- Jauli Jauli (Uttar Pradesh)
- Interactive map of Jauli
- Coordinates: 29°25′38.14″N 77°51′34.29″E﻿ / ﻿29.4272611°N 77.8595250°E
- Country: India
- State: Uttar Pradesh
- District: Muzaffarnagar

Area
- • Total: 13.2865 km^{2} (5.1299 sq mi)
- Elevation: 232 m (761 ft)

Population (2011)
- • Total: 10,828
- • Density: 814.96/km^{2} (2,110.7/sq mi)

Languages
- • Official: Hindi & Urdu
- Time zone: UTC+5:30 (IST)
- Postal code: 251308

= Jouli =

Jouli, Jauli or Jolly is a village in Muzaffarnagar district, Uttar Pradesh India. It comes under Tehsil Jansath, Uttar Pradesh, which is one of the sub-divisions of the Sadaat-e-Bara. It is located 18km from Muzaffarnagar city and 0.5 km downstream of Upper Ganges Canal and 8 km from Bhopa. The canal is bifurcated at Jauli village, to Anupshahar branch.

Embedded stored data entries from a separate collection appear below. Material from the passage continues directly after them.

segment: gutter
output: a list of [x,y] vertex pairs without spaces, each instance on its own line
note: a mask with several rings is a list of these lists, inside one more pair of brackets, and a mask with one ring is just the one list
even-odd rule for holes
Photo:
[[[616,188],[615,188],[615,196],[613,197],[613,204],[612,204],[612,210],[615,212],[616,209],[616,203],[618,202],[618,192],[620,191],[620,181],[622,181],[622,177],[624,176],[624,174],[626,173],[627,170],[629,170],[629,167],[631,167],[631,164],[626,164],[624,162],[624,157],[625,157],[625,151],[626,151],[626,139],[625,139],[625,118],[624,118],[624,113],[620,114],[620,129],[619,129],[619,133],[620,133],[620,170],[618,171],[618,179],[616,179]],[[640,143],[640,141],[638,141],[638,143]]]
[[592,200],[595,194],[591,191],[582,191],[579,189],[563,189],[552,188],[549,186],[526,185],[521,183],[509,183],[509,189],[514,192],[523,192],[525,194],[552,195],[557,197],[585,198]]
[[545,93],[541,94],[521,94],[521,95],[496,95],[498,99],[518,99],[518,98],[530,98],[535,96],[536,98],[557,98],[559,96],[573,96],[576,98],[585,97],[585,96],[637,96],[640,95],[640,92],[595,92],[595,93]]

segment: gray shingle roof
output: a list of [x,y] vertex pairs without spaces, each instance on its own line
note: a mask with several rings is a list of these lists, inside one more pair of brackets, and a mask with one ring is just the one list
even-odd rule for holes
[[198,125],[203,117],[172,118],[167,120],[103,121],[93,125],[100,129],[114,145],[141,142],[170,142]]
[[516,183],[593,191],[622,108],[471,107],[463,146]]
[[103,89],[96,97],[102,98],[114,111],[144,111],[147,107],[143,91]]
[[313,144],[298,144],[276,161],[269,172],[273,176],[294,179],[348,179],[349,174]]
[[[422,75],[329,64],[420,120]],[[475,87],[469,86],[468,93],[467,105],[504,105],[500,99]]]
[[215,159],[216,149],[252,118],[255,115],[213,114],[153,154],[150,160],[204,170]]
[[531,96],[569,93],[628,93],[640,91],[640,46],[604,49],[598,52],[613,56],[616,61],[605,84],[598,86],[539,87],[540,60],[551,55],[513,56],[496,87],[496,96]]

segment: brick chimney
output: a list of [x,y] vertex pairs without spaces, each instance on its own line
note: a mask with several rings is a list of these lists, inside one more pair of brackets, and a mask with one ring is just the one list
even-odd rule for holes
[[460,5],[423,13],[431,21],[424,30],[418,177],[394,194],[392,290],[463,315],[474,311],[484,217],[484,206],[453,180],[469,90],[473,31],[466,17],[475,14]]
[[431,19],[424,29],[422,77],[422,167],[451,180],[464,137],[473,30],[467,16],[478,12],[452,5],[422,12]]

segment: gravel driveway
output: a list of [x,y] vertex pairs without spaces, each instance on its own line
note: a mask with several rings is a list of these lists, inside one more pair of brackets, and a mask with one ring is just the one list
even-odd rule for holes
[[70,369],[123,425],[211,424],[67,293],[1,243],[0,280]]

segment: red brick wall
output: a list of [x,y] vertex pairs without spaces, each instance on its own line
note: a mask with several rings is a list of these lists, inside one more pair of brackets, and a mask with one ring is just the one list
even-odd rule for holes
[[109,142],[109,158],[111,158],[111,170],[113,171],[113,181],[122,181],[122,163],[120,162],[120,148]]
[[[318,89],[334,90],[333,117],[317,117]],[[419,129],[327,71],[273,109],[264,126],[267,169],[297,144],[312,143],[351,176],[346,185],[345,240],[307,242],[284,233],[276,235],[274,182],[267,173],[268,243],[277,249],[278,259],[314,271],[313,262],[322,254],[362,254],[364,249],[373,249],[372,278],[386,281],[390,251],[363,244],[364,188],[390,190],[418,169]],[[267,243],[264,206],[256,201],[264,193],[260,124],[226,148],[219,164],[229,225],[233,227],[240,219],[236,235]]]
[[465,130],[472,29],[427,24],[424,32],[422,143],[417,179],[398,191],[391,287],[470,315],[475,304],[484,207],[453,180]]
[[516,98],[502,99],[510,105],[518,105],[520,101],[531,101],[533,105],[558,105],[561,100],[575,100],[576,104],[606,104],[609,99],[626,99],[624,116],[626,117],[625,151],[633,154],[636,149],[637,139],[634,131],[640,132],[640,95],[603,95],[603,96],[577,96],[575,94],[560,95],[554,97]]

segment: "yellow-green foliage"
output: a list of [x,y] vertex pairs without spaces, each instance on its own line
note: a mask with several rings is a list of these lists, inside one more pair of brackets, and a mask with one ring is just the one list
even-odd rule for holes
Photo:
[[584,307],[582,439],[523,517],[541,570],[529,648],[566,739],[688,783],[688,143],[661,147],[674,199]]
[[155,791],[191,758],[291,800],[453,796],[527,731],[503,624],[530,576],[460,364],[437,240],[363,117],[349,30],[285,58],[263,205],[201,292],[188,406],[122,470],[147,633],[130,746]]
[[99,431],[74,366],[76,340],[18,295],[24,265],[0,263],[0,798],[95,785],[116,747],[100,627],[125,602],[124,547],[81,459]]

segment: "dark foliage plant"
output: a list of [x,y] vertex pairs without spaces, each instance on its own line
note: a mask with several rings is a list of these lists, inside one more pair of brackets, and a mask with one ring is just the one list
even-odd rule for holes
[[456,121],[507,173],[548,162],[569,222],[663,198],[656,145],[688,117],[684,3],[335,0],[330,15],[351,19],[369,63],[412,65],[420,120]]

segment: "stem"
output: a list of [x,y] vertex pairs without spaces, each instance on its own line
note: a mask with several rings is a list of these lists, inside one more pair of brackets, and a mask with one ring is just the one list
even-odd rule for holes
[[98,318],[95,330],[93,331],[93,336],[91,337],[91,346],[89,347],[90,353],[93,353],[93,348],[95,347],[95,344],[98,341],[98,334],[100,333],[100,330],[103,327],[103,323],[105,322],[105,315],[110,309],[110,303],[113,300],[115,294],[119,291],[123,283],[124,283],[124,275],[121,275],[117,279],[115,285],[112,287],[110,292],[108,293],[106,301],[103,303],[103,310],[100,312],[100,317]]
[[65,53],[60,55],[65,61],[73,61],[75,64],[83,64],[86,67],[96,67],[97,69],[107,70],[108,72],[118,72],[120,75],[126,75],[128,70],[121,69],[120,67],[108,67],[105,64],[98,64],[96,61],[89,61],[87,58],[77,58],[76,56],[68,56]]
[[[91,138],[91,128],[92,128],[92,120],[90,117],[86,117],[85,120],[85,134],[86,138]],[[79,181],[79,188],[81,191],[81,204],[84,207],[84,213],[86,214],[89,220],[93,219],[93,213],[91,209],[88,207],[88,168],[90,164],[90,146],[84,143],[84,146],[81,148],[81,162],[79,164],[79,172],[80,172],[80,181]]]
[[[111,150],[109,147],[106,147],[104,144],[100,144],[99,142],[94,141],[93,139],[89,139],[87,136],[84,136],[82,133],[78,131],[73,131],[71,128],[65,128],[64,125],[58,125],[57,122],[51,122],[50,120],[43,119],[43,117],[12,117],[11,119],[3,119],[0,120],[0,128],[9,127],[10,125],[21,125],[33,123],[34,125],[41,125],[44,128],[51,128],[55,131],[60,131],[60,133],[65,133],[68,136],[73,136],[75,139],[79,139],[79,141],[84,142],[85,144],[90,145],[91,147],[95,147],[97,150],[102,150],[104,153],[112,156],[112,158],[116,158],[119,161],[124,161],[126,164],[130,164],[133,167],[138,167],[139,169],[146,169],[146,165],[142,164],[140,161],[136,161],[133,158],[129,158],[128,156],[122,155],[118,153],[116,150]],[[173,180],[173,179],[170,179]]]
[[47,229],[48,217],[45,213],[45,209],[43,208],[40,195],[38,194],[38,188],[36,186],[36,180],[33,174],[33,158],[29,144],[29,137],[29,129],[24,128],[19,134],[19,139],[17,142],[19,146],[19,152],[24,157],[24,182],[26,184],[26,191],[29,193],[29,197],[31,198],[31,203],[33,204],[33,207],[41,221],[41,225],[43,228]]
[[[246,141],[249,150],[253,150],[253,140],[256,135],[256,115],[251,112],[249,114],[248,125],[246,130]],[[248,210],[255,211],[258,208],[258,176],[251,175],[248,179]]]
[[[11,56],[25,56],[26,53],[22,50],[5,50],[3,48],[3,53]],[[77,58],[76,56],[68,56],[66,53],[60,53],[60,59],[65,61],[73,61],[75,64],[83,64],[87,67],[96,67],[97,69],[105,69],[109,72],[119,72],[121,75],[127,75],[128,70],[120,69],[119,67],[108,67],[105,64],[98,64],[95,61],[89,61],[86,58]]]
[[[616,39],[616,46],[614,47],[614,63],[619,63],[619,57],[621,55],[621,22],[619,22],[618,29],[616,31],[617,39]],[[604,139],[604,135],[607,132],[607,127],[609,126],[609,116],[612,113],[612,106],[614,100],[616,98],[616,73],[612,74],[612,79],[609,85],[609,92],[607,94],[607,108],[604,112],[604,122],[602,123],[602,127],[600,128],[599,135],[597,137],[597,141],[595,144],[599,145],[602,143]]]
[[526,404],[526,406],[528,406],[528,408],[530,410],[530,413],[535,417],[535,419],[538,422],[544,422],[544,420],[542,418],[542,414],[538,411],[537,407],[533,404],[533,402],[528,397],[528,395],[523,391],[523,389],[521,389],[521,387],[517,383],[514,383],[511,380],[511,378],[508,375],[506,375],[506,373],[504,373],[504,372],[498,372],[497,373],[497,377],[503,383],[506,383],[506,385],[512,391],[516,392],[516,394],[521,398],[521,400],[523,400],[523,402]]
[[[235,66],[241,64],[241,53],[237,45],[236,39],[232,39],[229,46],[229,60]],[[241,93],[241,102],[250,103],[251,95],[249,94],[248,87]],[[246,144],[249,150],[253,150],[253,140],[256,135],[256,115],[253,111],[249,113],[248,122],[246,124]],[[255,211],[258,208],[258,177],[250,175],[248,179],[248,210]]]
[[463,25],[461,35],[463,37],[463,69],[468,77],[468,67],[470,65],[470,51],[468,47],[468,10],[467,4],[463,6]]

This village is inhabited by Shia Sayyids. The Sayyids of this village migrated to India from Gardez, in present day Afghanistan, and claim descent from Musa al-Kazim.

==Geography==
Jauli has an average elevation of 232 metres (761 feet).

==History==
Jauli is a very old village. Jauli is located in Uttar Pradesh the north-western part of India, about 120 km from the National Capital of Delhi. Syed Vais came to Jolly in 1579 after retirement from the Mughal Army. In the Mughal Army he worked as Mansab Dar. The descendants of Syed Vais ruled over Riyasat Haza Jauli since 1579 to 1952 (15 July) till Zamindar abolition. Syed Irtaza Hasnain and Syed Mujtaba Hasnain was the last ruler of Riyasat Haza Jauli.

==Famous Locations==

- Roza-E-Imam Sajjad (A.S.) is situated in Jauli. It is the only shrine in India which is attributed to Imam al-Sajjad (a) (The fourth Imam of Shia Community).